933897L’évêque émérite de Ferrare, Mgr Luigi Negri, déclare dans Il Giornale :

« Au cours des dernières années l’Eglise, nonobstant les extraordinaires pontificats de Saint Jean-Paul II et de Benoît XVI, a emprunté une pente qui l’amène à capituler face aux forces rampantes de l’anti-christianisme »

Sur la foi en Allah, il réaffirme que l’islam a « plus une vocation politique que religieuse ».

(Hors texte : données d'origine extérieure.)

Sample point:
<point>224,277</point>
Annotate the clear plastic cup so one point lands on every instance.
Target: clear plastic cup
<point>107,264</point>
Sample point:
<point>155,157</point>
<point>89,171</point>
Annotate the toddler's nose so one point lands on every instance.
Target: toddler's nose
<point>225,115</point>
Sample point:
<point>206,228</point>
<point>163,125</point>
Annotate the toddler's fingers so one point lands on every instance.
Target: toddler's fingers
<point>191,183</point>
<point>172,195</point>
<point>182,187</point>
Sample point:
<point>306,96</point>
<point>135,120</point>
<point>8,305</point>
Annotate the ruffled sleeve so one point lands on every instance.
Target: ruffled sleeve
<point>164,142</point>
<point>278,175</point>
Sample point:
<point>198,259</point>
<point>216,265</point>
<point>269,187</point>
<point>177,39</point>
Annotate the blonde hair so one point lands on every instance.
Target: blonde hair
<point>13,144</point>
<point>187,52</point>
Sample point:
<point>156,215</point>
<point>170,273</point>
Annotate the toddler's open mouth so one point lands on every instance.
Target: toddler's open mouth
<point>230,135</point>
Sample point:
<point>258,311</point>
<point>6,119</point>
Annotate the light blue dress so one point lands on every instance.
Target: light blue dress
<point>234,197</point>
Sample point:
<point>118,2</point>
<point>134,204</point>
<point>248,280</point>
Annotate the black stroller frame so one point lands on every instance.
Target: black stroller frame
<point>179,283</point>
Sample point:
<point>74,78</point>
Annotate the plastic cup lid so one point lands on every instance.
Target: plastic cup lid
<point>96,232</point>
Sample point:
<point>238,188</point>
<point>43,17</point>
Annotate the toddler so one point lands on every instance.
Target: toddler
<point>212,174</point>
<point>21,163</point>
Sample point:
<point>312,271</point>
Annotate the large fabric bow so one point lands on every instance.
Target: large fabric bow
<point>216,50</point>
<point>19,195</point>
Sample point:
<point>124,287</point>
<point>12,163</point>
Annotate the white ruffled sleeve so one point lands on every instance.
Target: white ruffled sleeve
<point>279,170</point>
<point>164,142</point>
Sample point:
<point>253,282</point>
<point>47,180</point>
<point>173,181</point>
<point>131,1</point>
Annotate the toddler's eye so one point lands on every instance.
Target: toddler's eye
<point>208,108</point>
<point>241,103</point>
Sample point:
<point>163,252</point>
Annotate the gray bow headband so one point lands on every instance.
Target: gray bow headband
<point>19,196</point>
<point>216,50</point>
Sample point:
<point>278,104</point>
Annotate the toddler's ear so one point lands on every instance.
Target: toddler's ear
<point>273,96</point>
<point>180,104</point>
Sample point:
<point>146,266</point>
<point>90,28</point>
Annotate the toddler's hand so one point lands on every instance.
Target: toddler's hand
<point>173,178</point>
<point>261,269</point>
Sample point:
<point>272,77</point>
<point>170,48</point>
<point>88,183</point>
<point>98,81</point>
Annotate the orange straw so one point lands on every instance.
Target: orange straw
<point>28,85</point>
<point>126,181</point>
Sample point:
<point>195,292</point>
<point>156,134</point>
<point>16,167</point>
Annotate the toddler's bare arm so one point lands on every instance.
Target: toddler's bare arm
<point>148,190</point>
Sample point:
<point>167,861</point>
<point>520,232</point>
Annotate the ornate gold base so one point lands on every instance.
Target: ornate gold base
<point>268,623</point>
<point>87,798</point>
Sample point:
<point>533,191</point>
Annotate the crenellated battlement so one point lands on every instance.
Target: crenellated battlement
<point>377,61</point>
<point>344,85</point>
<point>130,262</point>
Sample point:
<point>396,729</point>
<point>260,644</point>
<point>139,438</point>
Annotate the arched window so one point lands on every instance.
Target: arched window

« L’Islam est plus qu’une foi c’est une loi, une statut, résumé par le terme charia ». 

Pour l’évêque 

« un autre aspect inquiétant est sa tendance à abattre les valeurs de la civilisation occidentale, la première desquelles étant la distinction imperméable entre le politique et le religieux […] ».

«L’intégration doit être raisonnable et on ne peut pas ouvrir les portes comme si c’était la fête, sans mettre en évidence les coûts économiques, humains et culturels de l’immigration, parce que cela serait faire preuve d’un aveuglement idéologique. Je suis catholique et même si je suis pour l’accueil de réfugiés, cet accueil ne peut se faire sans mesure parce qu’autrement il mènerait à l’écrasement et l’élimination de notre société […] ».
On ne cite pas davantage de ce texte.